Lana Del Rey's album "Born to Die" released

Lana Del Rey "Born to Die"
Interscope Records
Interscope Records

(CBS) Lana Del Rey's first album (under her stage name), "Born To Die", has finally been released. The singer, whose hype turned intobacklash after her live performance on "Saturday Night Live," tells Rolling Stone that she "felt good" about her performance on the comedy sketch show.

Del Rey was praised on the blogosphere for her single, "Video Games," but after her "SNL" performance critics called her live show off-key and just plain awkward. But, Del Rey tells Rolling Stone that she didn't feel so badly about her performance.

"I felt OK. The cast and crew said they loved it," says the 25-year-old singer to Rolling Stone. "I know some people didn't' like it, but that's just the way I perform, and my fans know that."

Her singing isn't all that critics have attacked.
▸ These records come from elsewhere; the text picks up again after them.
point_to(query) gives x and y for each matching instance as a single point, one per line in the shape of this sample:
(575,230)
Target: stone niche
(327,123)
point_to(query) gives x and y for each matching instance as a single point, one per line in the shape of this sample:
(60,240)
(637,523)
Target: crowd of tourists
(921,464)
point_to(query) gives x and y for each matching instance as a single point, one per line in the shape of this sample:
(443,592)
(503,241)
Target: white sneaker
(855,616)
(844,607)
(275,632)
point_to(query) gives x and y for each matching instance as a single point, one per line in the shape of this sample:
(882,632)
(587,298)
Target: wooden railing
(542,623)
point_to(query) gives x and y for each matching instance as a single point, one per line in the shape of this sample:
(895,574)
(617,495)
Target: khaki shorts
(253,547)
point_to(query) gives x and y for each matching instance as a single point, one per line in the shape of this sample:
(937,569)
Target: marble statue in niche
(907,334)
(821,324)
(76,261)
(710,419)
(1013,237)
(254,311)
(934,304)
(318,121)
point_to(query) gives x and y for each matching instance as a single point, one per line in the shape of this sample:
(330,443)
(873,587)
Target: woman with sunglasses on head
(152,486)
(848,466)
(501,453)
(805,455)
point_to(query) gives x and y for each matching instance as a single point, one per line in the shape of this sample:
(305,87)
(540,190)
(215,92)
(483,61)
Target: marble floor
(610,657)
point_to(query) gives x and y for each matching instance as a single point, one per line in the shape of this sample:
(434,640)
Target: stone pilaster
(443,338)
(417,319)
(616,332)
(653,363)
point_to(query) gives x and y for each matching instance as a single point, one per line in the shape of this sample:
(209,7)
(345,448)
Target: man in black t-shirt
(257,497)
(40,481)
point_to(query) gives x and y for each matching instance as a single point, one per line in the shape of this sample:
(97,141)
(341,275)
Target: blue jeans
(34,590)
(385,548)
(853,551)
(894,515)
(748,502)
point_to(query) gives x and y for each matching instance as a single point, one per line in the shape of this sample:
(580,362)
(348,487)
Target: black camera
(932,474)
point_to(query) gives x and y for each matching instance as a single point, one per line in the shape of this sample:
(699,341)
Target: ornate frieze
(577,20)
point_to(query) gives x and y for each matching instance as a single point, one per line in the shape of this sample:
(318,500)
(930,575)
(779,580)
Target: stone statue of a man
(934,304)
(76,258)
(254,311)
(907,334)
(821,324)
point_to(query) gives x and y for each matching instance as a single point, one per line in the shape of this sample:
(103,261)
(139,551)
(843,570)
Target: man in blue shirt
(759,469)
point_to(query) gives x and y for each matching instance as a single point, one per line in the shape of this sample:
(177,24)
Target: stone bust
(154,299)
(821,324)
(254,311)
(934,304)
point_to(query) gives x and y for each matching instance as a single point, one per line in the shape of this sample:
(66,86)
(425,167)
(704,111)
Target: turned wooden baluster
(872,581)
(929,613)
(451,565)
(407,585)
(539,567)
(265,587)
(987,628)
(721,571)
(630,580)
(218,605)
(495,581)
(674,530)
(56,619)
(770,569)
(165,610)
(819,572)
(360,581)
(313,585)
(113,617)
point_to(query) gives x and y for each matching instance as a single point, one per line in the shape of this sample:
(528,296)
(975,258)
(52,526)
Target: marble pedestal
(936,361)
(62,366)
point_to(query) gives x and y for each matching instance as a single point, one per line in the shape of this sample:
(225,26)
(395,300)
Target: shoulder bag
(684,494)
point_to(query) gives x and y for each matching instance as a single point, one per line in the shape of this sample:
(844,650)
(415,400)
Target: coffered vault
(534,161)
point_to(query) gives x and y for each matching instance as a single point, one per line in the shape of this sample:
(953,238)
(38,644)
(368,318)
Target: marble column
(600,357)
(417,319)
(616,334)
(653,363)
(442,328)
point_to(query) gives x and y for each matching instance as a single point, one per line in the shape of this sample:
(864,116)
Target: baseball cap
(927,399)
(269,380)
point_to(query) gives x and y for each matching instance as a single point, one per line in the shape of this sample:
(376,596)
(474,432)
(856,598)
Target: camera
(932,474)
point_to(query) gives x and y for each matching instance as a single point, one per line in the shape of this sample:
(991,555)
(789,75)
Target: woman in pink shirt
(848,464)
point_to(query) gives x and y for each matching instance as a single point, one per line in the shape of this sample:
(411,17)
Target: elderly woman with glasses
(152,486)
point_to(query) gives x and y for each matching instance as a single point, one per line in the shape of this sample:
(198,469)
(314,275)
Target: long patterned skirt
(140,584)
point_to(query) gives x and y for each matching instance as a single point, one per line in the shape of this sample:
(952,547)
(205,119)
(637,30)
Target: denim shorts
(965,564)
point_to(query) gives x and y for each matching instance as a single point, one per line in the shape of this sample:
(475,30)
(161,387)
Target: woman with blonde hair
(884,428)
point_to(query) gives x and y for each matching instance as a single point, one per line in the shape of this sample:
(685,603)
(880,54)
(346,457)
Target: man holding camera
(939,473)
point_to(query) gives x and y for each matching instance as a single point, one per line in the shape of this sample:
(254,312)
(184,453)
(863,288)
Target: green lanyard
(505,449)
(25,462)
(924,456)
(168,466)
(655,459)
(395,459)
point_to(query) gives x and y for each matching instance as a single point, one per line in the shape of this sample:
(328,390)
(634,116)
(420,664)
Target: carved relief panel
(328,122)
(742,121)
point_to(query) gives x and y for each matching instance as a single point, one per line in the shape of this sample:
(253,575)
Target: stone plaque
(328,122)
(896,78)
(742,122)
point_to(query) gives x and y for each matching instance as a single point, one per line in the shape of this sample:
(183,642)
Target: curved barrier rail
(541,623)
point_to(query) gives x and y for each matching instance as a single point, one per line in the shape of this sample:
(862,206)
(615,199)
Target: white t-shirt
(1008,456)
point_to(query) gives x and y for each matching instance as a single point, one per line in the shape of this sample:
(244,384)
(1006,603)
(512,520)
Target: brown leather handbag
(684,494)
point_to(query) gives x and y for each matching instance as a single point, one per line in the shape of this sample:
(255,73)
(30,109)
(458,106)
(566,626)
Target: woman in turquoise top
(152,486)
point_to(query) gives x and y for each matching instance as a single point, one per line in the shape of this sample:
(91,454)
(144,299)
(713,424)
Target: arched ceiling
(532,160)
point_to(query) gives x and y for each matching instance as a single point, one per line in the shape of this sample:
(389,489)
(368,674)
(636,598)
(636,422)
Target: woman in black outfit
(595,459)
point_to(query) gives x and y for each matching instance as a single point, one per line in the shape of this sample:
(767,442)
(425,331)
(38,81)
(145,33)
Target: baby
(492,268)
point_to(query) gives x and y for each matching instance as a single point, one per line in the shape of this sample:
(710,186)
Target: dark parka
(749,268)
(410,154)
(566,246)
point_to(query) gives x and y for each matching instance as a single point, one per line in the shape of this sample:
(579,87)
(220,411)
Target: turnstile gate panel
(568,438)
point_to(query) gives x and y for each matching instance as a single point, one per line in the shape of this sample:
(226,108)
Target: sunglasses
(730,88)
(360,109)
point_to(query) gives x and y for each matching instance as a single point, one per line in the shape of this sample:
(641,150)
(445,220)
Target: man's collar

Many have said that her image seems contrived, citing her name change (she was born Elizabeth Grant), her millionaire father, and her first album that was initially removed from iTunes so she could start fresh with her new album, "Born to Die."
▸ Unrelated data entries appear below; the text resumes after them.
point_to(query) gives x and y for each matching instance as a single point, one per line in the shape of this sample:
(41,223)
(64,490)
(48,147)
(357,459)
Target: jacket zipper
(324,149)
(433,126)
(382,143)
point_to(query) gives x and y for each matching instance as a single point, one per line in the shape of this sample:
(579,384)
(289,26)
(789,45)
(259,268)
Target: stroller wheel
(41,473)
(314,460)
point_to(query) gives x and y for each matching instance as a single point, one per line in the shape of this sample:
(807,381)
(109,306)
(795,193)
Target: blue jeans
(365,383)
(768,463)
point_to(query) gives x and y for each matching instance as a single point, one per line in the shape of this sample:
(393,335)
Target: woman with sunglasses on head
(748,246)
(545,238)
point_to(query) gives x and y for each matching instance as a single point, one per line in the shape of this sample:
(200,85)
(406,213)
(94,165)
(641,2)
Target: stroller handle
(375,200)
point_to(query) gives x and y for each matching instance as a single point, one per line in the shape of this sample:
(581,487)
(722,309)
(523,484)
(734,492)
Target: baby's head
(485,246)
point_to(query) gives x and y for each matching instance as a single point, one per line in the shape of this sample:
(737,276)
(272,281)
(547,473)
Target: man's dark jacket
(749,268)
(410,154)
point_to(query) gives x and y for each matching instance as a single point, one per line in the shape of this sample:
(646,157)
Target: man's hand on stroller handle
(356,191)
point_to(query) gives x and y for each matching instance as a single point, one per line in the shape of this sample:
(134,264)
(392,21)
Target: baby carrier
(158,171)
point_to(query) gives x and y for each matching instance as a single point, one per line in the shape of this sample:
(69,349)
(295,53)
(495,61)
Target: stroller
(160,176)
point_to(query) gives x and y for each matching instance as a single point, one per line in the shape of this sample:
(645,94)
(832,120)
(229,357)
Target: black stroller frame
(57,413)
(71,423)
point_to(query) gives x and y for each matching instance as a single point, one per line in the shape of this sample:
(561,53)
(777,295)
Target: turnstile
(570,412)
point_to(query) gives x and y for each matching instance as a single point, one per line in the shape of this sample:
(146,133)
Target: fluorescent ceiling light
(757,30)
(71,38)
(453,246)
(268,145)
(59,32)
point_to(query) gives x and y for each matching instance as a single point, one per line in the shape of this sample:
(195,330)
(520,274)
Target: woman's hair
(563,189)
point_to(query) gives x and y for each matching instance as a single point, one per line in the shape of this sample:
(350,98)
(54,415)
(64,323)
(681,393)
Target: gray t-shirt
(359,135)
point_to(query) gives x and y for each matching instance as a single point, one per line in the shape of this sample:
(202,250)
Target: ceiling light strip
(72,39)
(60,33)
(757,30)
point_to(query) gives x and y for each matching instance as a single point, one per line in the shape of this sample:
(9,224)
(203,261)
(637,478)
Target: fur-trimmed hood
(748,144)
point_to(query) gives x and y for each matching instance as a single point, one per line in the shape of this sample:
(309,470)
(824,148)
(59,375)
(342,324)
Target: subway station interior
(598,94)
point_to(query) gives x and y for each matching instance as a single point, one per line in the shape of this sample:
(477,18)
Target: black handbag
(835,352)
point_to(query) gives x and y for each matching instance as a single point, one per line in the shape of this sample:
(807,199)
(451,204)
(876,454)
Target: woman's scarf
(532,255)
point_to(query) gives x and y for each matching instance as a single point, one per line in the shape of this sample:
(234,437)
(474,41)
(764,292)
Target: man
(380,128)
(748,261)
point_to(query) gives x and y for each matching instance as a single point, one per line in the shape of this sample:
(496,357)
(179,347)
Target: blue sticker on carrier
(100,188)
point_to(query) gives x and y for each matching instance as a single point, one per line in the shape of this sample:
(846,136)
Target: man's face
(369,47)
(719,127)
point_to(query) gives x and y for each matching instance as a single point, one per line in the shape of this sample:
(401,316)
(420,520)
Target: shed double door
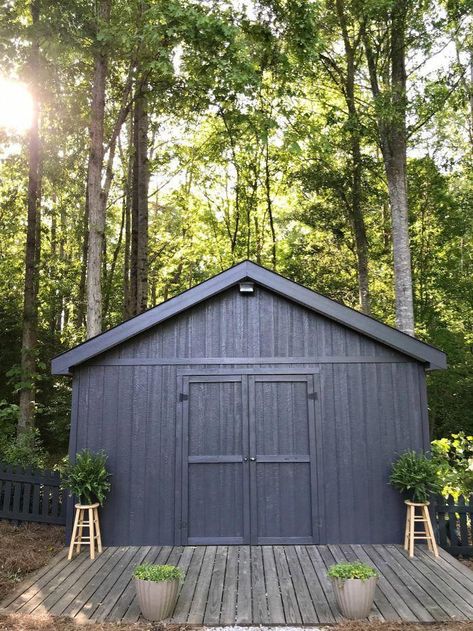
(248,447)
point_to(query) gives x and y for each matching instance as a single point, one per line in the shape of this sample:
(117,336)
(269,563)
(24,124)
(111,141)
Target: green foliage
(415,475)
(25,450)
(454,458)
(158,573)
(87,478)
(346,571)
(250,157)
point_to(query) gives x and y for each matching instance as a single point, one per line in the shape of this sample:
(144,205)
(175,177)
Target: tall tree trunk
(127,306)
(392,132)
(94,185)
(139,232)
(81,298)
(355,207)
(269,206)
(30,305)
(396,173)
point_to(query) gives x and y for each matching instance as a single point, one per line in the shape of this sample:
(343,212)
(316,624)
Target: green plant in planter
(346,571)
(158,573)
(87,478)
(415,475)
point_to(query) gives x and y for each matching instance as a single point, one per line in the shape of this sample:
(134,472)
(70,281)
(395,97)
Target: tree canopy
(331,140)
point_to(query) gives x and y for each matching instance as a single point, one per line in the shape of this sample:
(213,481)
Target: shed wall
(372,406)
"There's backlash about everything I do. It's nothing new," says Del Rey, according to Rolling Stone. "When I walk outside, people have something to say about it."

Reviews of "Born to Die" praise her lyrics, but slam her vocals.
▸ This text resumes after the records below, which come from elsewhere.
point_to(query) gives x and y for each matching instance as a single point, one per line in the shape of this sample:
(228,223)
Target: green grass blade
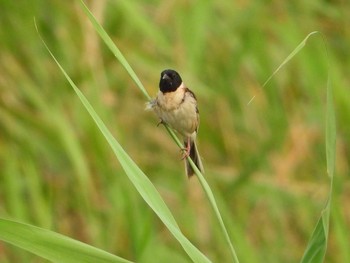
(288,58)
(214,206)
(141,182)
(203,182)
(115,50)
(317,246)
(52,246)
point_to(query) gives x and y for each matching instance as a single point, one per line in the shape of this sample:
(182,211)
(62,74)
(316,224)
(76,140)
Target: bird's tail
(194,155)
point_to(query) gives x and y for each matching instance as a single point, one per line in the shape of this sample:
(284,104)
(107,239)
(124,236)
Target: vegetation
(265,159)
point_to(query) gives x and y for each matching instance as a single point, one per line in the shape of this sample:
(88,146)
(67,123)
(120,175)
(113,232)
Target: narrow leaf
(141,182)
(52,246)
(317,245)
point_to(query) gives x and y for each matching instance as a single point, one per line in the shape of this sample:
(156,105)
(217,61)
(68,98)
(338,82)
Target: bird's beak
(165,76)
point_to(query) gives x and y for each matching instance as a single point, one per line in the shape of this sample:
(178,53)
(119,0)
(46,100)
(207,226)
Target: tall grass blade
(317,245)
(203,182)
(141,182)
(53,246)
(115,50)
(288,58)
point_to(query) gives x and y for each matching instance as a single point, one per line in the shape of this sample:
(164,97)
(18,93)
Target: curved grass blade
(317,245)
(288,58)
(53,246)
(203,182)
(115,50)
(141,182)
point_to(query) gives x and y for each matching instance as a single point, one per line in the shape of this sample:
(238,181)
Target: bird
(176,105)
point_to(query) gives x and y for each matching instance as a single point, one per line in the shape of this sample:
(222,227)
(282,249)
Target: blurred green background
(264,161)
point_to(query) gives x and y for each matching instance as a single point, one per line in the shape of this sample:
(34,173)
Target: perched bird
(176,105)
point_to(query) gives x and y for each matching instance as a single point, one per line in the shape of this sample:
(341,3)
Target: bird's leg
(160,122)
(187,149)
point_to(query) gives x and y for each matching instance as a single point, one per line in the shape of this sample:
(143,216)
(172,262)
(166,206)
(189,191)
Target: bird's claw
(160,122)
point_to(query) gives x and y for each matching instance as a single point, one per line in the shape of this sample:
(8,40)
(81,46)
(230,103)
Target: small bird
(176,105)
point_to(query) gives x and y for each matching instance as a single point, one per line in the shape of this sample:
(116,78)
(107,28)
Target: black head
(170,80)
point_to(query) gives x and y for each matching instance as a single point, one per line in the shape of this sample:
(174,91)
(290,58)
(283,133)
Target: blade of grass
(52,246)
(203,182)
(115,50)
(317,245)
(141,182)
(288,58)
Rolling Stone reviewer Rob Sheffield wrote, "Her strength is the lyrics, which have the pop-trash perversity that the music lacks. But her voice is pinched and prim, and her song doctors need to go the f--k back to med school."

Other critics cite the lack of believability of her persona.

"But the central failure of 'Born to Die' isn't Del Rey's lack of vocal agility - it's that her music doesn't communicate actual feeling...her moody, melancholic music carries only the aura of emotion," according to the Washington Post film critic.

"This lack of belief in her protragonist is what ultimately dooms 'Born to Die.' Lana Del Rey isn't nearly as convincing a fiction as David Bowie's Ziggy Stardust, Madonna Ciccone's name-shortened boy-toy personal or even Taylor Swift's character, 'Taylor Swift,'" writes the Los Angeles Times critic.